Al-Andalus Traditional Musical Instruments
For Madrid musician, architect and recording producer Eduardo Paniagua, reimagining the elusive music of al-Andalus is a lifelong passion that has led him on a musical journey across continents, centuries and cultures. Blending a kind of musical archeology with his own imagination, Paniagua has spent decades teasing out musical threads from the past and weaving them into something new and alive.
He plays on both medieval Spanish and modern Middle Eastern instruments. He hunts for songs and poems in old manuscripts, finds inspiration in poems on palace walls and studies images of musical instruments in drawings and carved reliefs. He seeks out living masters of Arab music in North Africa and rescues historic recordings from oblivion.
Sheikh el-Din plays an 'ud
Music was an integral part of daily life in al-Andalus, from the first days the Arabs arrived in 711 until years after the last Arab ruler was expelled from Granada in 1492. Holidays and weddings were incomplete without music and dancing. Professional singers, male and female, were attached to aristocratic homes and royal courts.
Al-Andalus's most famous musician was Ziryab, originally from Baghdad. After arriving in Córdoba in 822, he established a music school and set down rules for classical music performances. These suites of vocal and instrumental music are known now as the nubah. He is best known for innovating the tuning and playing of the 'ud, the unfretted lute, Arab music's signature string instrument and predecessor of the modern guitar.
Especially in Seville, craftsmen refined and invented musical instruments. Polymath thinkers wrote about music theory. Andalusian musicians developed their own interpretations of the maqamat, or modes and scales, that grew distinct from those of the eastern Arab world. Around the year 1000, when the original Andalusian caliphate splintered into smaller states, two new forms of popular poetry sprang up and were set to music: muwashshah and zajal.
As the centuries passed, the musical and poetic ideas of al-Andalus spread north into Europe, south into North Africa and east into Egypt and beyond. Later, after 1492, additional waves of exiles from the Muslim and Jewish communities of al-Andalus moved to North Africa and points east, bringing with them music and poetry, while those Arabs and Jews who remained in Spain kept making their own style of music until speaking and singing in Arabic were officially banned in the 16th century.
Though most books on Andalusian music theory were lost, anecdotes about that musical world point to its exuberance. Some old muwashshahat poems survived, and they are still sung in Egypt, Lebanon and Syria. The classical nubah vocal and instrumental suite tradition incorporated many muwashshahat, and the poems live on in the nubah tradition, mainly in Morocco, Algeria, Libya and Tunisia.

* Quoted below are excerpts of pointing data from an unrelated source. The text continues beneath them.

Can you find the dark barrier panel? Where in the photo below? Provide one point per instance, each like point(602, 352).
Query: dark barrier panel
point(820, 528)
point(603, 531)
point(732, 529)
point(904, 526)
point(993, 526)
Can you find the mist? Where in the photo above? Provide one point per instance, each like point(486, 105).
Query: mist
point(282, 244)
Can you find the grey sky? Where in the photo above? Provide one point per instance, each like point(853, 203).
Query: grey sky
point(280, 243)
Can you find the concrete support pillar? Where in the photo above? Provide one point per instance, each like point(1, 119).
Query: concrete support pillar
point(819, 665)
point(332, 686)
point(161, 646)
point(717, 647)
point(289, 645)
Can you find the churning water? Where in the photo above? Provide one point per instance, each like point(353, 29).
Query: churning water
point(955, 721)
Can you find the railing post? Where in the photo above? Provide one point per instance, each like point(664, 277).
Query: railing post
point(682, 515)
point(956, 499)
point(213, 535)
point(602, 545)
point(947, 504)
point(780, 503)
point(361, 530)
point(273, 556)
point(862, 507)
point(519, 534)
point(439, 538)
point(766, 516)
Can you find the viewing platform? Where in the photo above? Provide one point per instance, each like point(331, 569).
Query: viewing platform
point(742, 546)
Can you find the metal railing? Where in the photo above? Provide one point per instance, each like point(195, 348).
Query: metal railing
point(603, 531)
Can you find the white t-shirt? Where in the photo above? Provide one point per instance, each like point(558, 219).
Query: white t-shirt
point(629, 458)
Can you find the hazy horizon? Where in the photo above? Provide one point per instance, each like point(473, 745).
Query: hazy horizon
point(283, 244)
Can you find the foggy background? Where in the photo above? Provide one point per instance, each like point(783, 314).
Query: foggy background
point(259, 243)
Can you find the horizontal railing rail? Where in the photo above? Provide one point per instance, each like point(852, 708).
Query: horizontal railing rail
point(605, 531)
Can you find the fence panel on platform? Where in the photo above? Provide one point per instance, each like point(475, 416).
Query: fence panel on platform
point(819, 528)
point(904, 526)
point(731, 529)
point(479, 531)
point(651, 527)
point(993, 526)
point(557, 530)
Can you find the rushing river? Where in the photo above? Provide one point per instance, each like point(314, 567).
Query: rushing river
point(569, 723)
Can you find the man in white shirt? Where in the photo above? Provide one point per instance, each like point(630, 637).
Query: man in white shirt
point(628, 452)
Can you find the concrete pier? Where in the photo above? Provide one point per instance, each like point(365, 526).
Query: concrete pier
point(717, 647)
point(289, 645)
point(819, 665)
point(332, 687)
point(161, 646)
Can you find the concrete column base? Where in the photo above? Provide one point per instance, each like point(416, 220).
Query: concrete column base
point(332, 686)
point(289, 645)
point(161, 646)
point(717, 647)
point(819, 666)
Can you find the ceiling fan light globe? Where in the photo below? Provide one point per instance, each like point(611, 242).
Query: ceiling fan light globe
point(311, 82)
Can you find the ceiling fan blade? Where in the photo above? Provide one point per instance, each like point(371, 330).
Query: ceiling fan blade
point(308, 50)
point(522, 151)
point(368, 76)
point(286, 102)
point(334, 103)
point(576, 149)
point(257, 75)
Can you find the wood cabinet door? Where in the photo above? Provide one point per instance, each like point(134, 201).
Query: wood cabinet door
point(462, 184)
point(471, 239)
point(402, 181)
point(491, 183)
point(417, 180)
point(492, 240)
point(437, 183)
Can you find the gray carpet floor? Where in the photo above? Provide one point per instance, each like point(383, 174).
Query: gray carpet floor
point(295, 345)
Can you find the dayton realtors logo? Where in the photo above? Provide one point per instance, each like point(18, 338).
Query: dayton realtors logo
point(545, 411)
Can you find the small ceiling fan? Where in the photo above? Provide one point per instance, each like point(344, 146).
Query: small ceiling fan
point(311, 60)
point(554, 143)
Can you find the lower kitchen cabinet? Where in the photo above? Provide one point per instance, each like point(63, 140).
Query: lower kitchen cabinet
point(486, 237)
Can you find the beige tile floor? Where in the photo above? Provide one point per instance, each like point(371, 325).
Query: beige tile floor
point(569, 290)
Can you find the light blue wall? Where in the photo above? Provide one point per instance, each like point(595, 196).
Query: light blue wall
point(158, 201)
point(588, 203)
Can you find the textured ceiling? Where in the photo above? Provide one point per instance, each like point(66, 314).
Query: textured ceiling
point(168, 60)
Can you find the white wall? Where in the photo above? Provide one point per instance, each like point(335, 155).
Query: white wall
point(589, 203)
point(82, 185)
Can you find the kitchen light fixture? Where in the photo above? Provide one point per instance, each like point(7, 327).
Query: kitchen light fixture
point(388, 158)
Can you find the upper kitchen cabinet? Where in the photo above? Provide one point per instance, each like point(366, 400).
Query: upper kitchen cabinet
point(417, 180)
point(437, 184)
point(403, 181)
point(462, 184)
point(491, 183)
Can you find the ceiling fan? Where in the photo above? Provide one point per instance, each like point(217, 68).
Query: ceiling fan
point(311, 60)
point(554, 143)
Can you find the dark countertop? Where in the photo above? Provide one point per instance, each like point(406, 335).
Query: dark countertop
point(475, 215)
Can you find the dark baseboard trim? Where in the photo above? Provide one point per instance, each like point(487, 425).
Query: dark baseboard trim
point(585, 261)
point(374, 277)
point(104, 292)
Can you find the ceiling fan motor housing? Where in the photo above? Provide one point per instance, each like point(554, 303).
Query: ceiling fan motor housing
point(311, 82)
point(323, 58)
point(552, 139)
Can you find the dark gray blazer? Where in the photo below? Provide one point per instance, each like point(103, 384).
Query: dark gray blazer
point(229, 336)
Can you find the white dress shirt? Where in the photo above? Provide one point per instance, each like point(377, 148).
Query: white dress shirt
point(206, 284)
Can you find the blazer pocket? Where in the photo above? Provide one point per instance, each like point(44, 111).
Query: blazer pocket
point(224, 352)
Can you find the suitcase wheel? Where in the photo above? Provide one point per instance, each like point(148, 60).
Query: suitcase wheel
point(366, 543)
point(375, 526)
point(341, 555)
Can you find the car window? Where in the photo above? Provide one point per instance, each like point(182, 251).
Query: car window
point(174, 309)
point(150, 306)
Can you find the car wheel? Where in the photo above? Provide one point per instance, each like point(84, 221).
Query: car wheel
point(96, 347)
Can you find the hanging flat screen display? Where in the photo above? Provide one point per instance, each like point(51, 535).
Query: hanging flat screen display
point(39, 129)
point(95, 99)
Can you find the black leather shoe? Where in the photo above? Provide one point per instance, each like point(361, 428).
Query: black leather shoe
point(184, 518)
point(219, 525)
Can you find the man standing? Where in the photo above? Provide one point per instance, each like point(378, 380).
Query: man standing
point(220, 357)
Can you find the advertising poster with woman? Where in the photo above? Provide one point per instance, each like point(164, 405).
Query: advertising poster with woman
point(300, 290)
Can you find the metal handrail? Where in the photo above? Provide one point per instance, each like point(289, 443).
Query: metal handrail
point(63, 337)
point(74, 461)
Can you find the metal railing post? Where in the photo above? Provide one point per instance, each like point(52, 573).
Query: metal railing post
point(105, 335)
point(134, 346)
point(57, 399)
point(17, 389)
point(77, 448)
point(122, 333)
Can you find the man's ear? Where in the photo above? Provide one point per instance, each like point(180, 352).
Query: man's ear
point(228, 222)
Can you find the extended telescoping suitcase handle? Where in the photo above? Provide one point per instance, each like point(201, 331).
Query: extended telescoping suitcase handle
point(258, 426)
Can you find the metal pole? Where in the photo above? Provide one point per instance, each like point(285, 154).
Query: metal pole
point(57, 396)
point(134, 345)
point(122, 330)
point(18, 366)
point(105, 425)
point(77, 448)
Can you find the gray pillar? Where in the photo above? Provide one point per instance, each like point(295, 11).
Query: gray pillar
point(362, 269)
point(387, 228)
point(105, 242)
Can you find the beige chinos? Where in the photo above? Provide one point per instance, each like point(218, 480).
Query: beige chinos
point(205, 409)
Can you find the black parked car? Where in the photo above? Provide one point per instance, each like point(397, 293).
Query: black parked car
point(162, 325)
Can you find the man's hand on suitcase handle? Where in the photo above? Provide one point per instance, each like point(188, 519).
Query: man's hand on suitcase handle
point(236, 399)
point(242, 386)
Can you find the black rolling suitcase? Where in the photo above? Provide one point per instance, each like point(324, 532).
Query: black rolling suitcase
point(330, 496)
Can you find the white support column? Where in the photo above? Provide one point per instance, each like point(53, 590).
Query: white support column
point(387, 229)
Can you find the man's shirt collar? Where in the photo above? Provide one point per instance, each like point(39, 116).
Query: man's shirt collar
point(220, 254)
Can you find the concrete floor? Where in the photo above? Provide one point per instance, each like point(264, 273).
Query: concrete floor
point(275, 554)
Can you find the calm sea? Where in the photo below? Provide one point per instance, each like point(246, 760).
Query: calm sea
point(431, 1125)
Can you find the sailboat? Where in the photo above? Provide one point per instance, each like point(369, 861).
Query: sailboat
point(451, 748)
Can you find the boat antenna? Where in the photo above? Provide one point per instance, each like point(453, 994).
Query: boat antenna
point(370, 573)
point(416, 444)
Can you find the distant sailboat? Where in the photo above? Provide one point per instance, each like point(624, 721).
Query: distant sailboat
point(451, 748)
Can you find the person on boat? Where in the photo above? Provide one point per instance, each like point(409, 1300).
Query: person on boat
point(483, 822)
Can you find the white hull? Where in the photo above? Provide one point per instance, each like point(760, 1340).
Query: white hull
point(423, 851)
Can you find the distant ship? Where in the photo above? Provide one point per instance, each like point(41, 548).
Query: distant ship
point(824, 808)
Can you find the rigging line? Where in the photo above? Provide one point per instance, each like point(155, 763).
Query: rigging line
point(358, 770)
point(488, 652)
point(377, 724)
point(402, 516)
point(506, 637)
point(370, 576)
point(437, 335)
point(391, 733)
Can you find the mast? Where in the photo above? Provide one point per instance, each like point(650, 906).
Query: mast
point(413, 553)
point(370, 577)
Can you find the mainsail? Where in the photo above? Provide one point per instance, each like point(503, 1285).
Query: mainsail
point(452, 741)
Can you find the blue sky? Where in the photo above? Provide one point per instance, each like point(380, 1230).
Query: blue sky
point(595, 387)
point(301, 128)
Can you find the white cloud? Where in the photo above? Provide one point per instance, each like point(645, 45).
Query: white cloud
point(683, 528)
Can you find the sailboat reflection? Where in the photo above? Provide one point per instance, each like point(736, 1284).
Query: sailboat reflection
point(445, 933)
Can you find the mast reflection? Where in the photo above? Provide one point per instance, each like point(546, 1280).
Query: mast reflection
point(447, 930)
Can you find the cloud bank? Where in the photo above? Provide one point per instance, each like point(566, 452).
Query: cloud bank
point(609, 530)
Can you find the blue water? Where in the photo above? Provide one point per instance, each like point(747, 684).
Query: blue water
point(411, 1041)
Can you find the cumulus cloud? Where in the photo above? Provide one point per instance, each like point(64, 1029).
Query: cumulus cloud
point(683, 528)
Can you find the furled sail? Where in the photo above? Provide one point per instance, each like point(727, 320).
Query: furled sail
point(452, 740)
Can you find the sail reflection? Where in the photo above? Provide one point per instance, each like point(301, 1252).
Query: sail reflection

The albums recorded by contemporary musicians glorify the history of multiculturalism of Al-Andalus. The Alhambra Palace in Granada inspired several recordings featuring the verses of poets whose words are inscribed on its walls. One incorporates the soothing sounds of the Alhambra's fountains in the background. The cd "Al Muedano" ("Muezzin") features several versions of the adhan, or call to prayer, including a stirring choral version recorded in the chanters' hall of the Umayyad mosque in Damascus.